By Edited Jul 2, 2016 0 0

You don't need to be a part of the emergency services to deal with a crisis. Do your own family disaster planning in advance to make sure that those you love are safe.

Don’t wait for tragedy to strike. Always make sure that you have some emergency relief funds set aside and that all your affairs are in order.

Do you remember those great disaster movies, with hysterical actors running around screaming as the earthquake, swarm of killer bees, or tidal wave was about to strike? Though the film would show all of the characters’ angst, complete with loud background music, it never dealt with those mundane issues that need to be addressed even during a natural disaster, such as what would happen to the mortgage once the house was leveled, whether the characters had emergency funds to live on, or what happened to their wills and insurance policies.

When Lightning Strikes

Although we all hope for the best in life and don’t expect to be hit by a tornado or mushroom cloud, the fact is that natural disasters and, unfortunately, terror attacks do happen. So how do we prepare financially for the worst?
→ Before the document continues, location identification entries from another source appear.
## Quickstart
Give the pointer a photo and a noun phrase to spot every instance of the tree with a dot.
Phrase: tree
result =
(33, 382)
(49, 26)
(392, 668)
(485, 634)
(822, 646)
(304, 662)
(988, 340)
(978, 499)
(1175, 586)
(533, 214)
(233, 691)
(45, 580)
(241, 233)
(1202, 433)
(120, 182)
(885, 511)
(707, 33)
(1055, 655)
 Always make sure that you have essential identification items, such as your identity card, driving license, credit card, and other such necessary documentation on you at all times.

 Never leave your home without any cash at all. In times of crisis, you may find yourself too far from an ATM or that it is not working when you need it. Put aside a few bills for use in an emergency situation.
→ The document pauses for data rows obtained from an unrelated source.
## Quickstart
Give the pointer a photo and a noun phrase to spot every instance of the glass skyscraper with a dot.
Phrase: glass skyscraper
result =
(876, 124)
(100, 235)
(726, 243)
 Keep a list of account numbers, insurance policies, savings plans, and investments. This information is extremely sensitive, so you could encrypt your passwords in a way that only you would remember it. You would not want to find yourself in a desperate situation and unable to access any of your funds.

 Make sure that all of your important documents, such as the deeds to your house, mortgage policies, insurance, and your will are in a safe place.

 Make sure that your insurance policies are up to date and that you know who the beneficiary and contingent beneficiary is. Check up on the disability and disaster clauses.  Is your house insured against earthquake damage?

 In the best case scenario all of your disaster contingency planning will be for naught, and you’ll never need to put any of it into action.  But since no one knows what might happen, preparation for all scenarios is the best policy. 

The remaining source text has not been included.